Like the Beatles’ so-called White Album, the anthology ends with a rendition of John Lennon’s “Good Night,” which Ringo Starr sings in the original version. Featured here is a 1969 reading by vocalist Vera Lynn, who died just this past June at age 103. Lynn first achieved fame with her recordings and live performances during World War II, and you can hear the influence of her 1940 reading of “Goodnight, Children Everywhere” in Lennon’s song. Lynn’s sweet Beatles cover failed to chart, so as this album’s frequently fascinating liner notes explain, her producer Stephen James returned his focus to his other client: a piano player who’d recently decided to change his name to Elton John.
Also Noteworthy
R.B. Morris, Going Back to the Sky. R.B. Morris calls this a collection of “dusty old highway songs and stories that came from my early road trips out west. A couple written on the side of the road thumbing across the country and car rides, just you and a buddy bustin’ out for the high and wide, see how far you could get, see what’s out there.” You can sense the adventurousness in these solidly written numbers, which find his acoustic guitar and rich, self-assured vocals accompanied by a band that features acoustic guitar, pedal steel, mandolin, and violin.

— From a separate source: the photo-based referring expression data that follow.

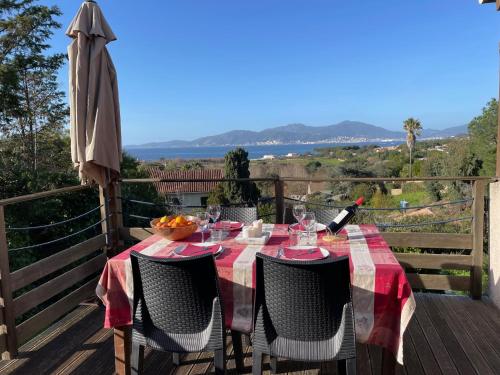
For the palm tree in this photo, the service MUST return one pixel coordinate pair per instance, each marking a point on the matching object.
(413, 128)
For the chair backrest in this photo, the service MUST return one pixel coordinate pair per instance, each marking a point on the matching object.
(241, 214)
(173, 295)
(288, 217)
(302, 300)
(325, 216)
(322, 216)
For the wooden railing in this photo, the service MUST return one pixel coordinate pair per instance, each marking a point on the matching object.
(11, 334)
(114, 232)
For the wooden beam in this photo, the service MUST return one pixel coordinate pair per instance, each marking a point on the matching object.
(438, 282)
(478, 240)
(434, 261)
(46, 266)
(53, 287)
(38, 322)
(428, 240)
(7, 308)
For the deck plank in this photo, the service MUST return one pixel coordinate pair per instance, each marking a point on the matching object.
(411, 362)
(483, 339)
(449, 334)
(434, 341)
(463, 351)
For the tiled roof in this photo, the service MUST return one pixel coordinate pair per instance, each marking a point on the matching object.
(185, 187)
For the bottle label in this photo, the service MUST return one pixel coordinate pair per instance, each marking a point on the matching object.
(341, 216)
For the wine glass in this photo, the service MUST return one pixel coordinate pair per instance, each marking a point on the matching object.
(213, 211)
(298, 212)
(309, 223)
(203, 220)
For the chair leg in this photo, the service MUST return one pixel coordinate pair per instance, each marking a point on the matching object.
(137, 359)
(347, 366)
(350, 366)
(257, 363)
(247, 340)
(238, 350)
(220, 362)
(176, 359)
(273, 362)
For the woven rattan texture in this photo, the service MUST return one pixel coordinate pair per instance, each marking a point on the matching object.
(176, 303)
(304, 309)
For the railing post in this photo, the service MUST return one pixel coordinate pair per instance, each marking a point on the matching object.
(8, 343)
(279, 195)
(476, 288)
(111, 214)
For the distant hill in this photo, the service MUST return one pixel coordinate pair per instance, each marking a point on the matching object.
(345, 131)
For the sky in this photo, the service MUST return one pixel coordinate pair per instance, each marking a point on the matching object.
(191, 68)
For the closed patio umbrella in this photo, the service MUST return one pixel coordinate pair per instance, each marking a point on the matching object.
(94, 107)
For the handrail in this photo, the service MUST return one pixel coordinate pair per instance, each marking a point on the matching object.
(384, 208)
(330, 179)
(43, 194)
(57, 239)
(58, 223)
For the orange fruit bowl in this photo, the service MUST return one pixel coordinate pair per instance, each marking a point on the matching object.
(182, 228)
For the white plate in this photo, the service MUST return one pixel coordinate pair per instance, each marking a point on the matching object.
(324, 252)
(319, 227)
(219, 250)
(240, 226)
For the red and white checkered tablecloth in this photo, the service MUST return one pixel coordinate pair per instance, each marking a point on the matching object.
(382, 297)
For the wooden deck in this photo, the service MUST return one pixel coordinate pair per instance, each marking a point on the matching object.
(449, 335)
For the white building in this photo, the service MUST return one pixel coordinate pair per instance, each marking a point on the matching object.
(190, 192)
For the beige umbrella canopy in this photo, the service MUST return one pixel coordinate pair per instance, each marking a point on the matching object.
(94, 107)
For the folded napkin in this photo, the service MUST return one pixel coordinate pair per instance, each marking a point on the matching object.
(233, 225)
(302, 228)
(193, 250)
(298, 226)
(303, 254)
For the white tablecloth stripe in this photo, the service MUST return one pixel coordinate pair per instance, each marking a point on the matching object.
(363, 283)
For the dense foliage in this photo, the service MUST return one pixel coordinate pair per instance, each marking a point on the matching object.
(236, 166)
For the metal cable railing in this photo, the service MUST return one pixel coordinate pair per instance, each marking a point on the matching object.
(58, 239)
(461, 201)
(422, 224)
(58, 223)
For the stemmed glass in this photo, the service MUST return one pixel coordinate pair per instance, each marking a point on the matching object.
(298, 212)
(309, 222)
(203, 221)
(213, 211)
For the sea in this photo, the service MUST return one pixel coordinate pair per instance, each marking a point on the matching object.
(254, 152)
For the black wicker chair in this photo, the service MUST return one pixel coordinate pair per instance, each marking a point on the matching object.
(177, 308)
(241, 214)
(303, 311)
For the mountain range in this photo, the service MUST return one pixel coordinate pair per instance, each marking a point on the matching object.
(343, 132)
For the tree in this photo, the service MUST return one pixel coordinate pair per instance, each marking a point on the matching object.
(32, 108)
(483, 136)
(413, 129)
(236, 165)
(312, 167)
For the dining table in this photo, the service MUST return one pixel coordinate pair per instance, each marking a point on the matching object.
(382, 297)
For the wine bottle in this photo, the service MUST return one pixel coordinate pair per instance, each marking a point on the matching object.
(345, 216)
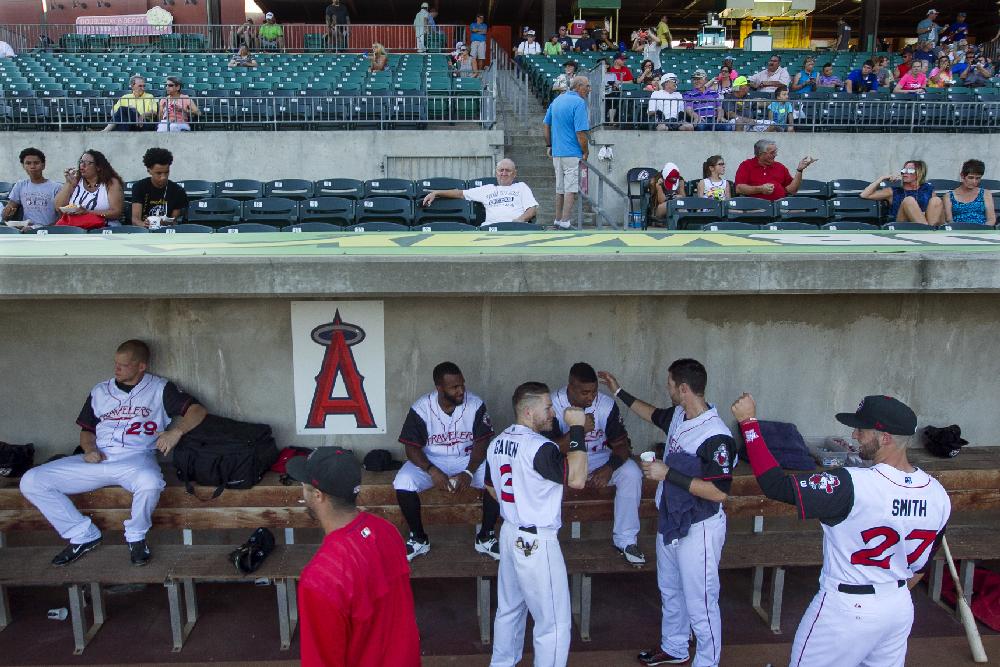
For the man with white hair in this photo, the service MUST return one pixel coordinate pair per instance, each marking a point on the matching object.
(506, 201)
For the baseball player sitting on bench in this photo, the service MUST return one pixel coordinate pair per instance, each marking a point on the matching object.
(881, 527)
(609, 460)
(445, 435)
(124, 422)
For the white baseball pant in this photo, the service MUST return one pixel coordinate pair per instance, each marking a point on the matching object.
(535, 583)
(48, 486)
(412, 478)
(687, 573)
(846, 630)
(627, 481)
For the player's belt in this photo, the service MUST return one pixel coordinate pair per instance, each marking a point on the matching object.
(863, 589)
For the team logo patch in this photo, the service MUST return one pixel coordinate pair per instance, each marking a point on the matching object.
(823, 481)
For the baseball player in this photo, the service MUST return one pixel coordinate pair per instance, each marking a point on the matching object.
(526, 472)
(445, 435)
(881, 527)
(609, 454)
(697, 468)
(123, 423)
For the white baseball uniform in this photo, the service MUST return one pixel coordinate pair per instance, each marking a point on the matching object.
(447, 440)
(881, 526)
(528, 472)
(126, 422)
(627, 476)
(687, 570)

The album makes it easy to see why Morris’s enthusiastic fans include such large talents as Lucinda Williams and Steve Earle. (The late John Prine, another admirer, signed Morris to his label, released his first album, and covered one of his songs.) Kudos to Bo Ramsey, who contributed much to many of Greg Brown’s classic albums and adds a lot here too, including electric guitar, coproduction (with Morris), and backing vocals.
Rob Williams, Weathering the Storm, Vol. 1. This fourth album from Virginia-based folk/rock singer/songwriter Rob Williams is melodic, well-sung, loaded with hooks, and beautifully produced by John Morand, who dresses the artist’s vocals with a rich, horn-spiced sonic landscape. What’s perhaps most responsible for the album’s success, though, are Williams’s lyrics, which colorfully limn moods and relationships.
In the jazz-inflected “Ghostwriter (Justin and Rosie),” the singer chronicles a relationship’s rise and fall in just under six minutes. “A friend introduced me to Rosie when I was in grad school,” he begins, before evocatively describing the things that drew the couple together and the ones that made them drift apart. Another relationship song, “Long Distance,” concerns a man who is “deliberately unmarried” and “comes to town two times a year, but in the end he’s always goin’ home” and his on-and-off girlfriend, who finally tells her therapist, “I can’t do this anymore.”
Somehow, Williams manages to combine music that qualifies as ear candy with lyrics about lives that can be far from sweet.